第400話

クロードが授業を終えて鍛冶場に向かうと大量の鉄に迎え入れられた。


「こんなに大量の鉄どうしたんですか」


「鍛冶組合にいってお主の練習用として仕入れておいた」


「わざわざすみません」


「これから見本の武器を打つからよく見ておくんじゃぞ」


ファフニールさんは鉄のインゴットを持つと炉と向かい合う。


十分熱された炉に鉄のインゴットを入れればたちまち溶けてゆく。


ファフニールさんは熱された鉄を取り出してハンマーで素早く叩き形を整えていく。


鉄はあっという間に剣の形となっていく。


「こんなものかの」


出来上がった剣を見せてもらうと自分が打ったものとは出来が全然違っていた。


「腕の差でここまで違いが出るものなんですね」


「とにかく数を打って経験を積むことじゃ」


ファフニールさんに促されクロードはひたすら鉄と炉と向き合い無心でハンマーを振るった。




ファフニールの的確な指導とクロードの持つ体力の高さから数週間の修行の結果、鉄を使った武器製造法をマスターすることが出来た。


「うむ。よく頑張ったの。鉄に関しては及第点じゃ」


「ありがとうございます」


「今度は鋼の鍛錬じゃ」


「はい」


それから鋼、ミスリル、オリハルコンと段階を踏んで使う金属の特性を掴んでいった。


「ふむ。

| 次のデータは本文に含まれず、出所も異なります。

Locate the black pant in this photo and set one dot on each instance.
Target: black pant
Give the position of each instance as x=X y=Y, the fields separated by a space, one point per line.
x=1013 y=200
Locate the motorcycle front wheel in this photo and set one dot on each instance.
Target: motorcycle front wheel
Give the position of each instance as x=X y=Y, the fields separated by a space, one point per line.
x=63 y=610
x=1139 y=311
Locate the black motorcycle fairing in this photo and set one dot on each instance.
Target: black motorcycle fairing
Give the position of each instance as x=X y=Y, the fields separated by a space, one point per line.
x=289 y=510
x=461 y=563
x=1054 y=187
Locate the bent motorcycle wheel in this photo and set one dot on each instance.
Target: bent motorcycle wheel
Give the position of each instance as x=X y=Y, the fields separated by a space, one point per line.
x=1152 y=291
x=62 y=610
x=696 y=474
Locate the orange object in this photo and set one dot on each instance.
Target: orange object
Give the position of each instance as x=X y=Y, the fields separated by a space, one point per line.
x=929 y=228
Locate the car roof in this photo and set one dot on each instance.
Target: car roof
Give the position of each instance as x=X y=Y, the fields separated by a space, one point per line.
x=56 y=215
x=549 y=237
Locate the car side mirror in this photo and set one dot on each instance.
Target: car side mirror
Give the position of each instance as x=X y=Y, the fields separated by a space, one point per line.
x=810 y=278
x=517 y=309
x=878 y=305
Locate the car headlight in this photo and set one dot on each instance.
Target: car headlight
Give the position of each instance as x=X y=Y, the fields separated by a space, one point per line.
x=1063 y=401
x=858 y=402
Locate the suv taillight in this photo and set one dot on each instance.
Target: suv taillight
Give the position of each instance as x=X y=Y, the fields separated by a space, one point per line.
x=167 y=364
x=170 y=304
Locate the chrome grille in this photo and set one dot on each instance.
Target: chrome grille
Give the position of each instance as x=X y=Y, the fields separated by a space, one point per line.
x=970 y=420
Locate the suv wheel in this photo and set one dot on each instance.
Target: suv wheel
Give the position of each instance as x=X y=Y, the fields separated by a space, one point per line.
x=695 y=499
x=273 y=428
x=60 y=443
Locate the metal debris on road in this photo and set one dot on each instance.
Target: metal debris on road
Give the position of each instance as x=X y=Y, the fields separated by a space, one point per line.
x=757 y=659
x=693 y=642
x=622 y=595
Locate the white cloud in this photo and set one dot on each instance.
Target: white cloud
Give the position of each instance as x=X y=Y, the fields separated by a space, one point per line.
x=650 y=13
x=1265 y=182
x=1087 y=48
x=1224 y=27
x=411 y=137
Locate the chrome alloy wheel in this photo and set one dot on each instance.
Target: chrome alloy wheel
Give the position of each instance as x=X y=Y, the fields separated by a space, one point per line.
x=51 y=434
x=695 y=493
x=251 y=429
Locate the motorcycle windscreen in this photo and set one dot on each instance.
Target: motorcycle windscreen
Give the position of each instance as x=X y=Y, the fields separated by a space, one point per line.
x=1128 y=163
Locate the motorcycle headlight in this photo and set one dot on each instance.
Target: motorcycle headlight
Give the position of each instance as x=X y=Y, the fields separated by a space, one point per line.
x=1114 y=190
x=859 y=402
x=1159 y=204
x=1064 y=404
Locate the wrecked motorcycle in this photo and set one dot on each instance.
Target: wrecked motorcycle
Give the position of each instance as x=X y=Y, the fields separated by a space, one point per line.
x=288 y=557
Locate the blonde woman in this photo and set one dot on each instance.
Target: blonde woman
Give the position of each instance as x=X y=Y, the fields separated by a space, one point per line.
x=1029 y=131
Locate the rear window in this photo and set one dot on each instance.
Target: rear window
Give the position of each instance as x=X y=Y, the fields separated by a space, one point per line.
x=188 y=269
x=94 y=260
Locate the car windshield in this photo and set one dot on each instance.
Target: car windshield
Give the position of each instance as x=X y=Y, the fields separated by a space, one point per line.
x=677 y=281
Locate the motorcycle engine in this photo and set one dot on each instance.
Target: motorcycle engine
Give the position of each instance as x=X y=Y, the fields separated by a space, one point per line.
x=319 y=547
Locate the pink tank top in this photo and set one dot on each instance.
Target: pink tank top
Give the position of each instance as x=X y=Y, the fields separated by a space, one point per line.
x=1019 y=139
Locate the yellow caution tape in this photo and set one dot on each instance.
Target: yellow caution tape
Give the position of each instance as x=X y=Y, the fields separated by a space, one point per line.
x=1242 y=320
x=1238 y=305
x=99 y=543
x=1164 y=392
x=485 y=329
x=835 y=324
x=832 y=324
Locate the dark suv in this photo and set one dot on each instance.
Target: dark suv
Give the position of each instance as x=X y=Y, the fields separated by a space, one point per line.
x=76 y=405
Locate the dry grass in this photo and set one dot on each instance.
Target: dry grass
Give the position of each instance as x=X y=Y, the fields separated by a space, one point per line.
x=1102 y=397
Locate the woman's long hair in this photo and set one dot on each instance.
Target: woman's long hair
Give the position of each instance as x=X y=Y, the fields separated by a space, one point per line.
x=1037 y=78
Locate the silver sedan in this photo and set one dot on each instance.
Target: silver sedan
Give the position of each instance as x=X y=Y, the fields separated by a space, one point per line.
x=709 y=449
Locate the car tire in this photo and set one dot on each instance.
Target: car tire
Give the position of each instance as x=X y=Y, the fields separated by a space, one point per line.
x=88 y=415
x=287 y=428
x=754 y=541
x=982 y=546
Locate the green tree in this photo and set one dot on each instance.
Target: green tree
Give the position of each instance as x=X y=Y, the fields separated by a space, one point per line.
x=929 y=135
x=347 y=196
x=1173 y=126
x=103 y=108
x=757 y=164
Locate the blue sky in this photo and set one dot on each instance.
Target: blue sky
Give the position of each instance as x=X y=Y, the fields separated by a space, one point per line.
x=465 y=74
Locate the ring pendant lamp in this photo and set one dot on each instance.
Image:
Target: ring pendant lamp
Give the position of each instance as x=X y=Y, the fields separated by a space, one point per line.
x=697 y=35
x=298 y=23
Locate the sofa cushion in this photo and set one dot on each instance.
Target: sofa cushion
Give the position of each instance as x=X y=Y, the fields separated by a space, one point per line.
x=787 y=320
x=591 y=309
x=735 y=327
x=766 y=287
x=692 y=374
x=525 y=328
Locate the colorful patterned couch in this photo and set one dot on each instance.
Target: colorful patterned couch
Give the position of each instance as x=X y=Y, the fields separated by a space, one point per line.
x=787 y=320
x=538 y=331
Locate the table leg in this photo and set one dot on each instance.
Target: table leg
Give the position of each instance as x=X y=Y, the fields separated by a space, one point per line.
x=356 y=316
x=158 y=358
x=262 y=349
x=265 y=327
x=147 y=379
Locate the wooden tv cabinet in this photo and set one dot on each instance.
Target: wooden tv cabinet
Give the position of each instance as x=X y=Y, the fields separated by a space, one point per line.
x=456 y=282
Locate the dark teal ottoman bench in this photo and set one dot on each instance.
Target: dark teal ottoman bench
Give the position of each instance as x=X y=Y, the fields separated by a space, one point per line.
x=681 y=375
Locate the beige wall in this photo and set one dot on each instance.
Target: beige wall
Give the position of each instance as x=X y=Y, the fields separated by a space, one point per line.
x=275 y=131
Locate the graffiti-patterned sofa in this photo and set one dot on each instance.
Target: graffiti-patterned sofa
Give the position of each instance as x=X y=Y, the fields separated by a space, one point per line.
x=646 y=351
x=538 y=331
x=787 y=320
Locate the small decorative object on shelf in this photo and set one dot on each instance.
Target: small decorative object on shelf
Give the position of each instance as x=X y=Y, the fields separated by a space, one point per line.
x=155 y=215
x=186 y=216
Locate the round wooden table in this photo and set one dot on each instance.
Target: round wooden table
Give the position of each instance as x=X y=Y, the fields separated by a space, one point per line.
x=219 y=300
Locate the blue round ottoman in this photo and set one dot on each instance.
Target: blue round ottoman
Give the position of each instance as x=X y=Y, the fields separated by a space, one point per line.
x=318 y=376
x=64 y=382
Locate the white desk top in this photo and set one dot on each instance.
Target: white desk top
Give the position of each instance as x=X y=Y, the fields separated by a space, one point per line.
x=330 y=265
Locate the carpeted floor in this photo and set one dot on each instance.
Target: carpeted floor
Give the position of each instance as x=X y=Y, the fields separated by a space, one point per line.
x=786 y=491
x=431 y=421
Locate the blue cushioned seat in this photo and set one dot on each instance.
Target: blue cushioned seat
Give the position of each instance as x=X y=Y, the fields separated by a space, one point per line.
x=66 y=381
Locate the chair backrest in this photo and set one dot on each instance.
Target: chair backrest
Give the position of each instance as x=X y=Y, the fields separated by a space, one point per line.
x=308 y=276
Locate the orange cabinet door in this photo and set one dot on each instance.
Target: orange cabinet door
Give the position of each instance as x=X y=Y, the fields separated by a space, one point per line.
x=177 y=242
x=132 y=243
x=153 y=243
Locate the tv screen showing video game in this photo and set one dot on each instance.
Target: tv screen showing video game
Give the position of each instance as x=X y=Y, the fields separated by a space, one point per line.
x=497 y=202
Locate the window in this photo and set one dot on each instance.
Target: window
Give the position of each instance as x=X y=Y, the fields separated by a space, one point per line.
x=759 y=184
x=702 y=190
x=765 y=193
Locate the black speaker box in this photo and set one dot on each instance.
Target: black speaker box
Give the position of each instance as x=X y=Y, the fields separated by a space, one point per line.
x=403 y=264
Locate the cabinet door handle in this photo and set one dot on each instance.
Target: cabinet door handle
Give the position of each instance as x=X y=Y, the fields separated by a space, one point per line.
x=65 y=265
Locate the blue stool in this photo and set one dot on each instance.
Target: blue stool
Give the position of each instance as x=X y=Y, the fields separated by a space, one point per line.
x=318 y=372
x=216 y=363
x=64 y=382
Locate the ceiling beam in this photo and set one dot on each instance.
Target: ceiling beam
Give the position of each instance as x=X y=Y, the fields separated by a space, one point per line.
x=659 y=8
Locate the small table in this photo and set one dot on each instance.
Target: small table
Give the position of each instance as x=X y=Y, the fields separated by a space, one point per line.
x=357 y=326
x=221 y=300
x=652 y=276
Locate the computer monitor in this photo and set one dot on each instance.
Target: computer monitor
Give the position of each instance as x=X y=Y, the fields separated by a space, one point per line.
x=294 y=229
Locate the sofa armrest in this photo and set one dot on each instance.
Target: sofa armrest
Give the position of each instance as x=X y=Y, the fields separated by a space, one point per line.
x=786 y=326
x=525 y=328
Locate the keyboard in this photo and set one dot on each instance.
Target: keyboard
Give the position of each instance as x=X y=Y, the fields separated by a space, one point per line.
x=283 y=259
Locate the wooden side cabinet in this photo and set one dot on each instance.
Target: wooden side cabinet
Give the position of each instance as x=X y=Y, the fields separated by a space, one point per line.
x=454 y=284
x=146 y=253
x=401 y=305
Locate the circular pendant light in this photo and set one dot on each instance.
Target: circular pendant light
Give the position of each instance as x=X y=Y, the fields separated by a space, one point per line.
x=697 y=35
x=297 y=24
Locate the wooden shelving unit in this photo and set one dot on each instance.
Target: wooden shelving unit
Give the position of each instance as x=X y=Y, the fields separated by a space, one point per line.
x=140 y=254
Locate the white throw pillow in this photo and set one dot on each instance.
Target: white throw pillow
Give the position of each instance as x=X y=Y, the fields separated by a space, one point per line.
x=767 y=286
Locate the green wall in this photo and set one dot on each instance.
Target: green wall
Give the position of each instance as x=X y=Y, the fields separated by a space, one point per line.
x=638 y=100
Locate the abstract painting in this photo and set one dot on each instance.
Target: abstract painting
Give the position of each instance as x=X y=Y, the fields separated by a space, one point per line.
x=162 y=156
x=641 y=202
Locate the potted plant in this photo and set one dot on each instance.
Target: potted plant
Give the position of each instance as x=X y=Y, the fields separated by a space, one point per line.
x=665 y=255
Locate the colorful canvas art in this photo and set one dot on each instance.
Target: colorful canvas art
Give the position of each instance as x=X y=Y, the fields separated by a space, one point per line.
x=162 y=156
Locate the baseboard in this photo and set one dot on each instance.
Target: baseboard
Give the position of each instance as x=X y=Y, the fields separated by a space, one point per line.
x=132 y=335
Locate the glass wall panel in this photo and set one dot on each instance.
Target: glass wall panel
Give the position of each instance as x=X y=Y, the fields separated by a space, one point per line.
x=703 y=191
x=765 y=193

やはり錬金術で使っていただけあって筋がいいのう」


「次はいよいよアダマンタイトですが演習に参加しなければいけません」


「ここまでは予定より早く習得できておるし気分転換も必要じゃろう」


「代わりといってはあれですが持っているアダマンタイトは置いていきますね」


クロードはアイテムボックスからアダマンタイトを次々と取り出していく。


「相変わらず凄い数じゃな」


「前回ダンジョンに潜った際に階層中のワーカーアントを討伐することになりまして」


「それなりの理由があるのじゃろうが無理はいかんぞ」


「心配してくださりありがとうございます。それでは行ってきますね」




クロードは集合場所に向かい馬車に乗り込む。


今回もエリーゼとは一緒で監督役の高等部の生徒の顔ぶれだけは違っていた。


「最近、忙しそうだから演習には参加しないのかと思ったわ」


「忙しかったのは確かですがカリキュラムには従いますよ」


今回向かう先も鉱山都市グローリアである。


忙しい合間を縫って護衛役の元冒険者達の手配もばっちりである。


「クロード君の担当になれてラッキーね。演習中はハードだって聞いてるけどリターンは大きいって」


「先輩達にも戦闘には参加してもらいますが出た鉱石は僕が全て買い取りますから」


「鉱山都市グローリアの鉄とか銅は有名だけどミスリルやオリハルコンも産出するって噂だものね」


雑談しながらも馬車は確実に鉱山都市グローリアへ向けて移動していた。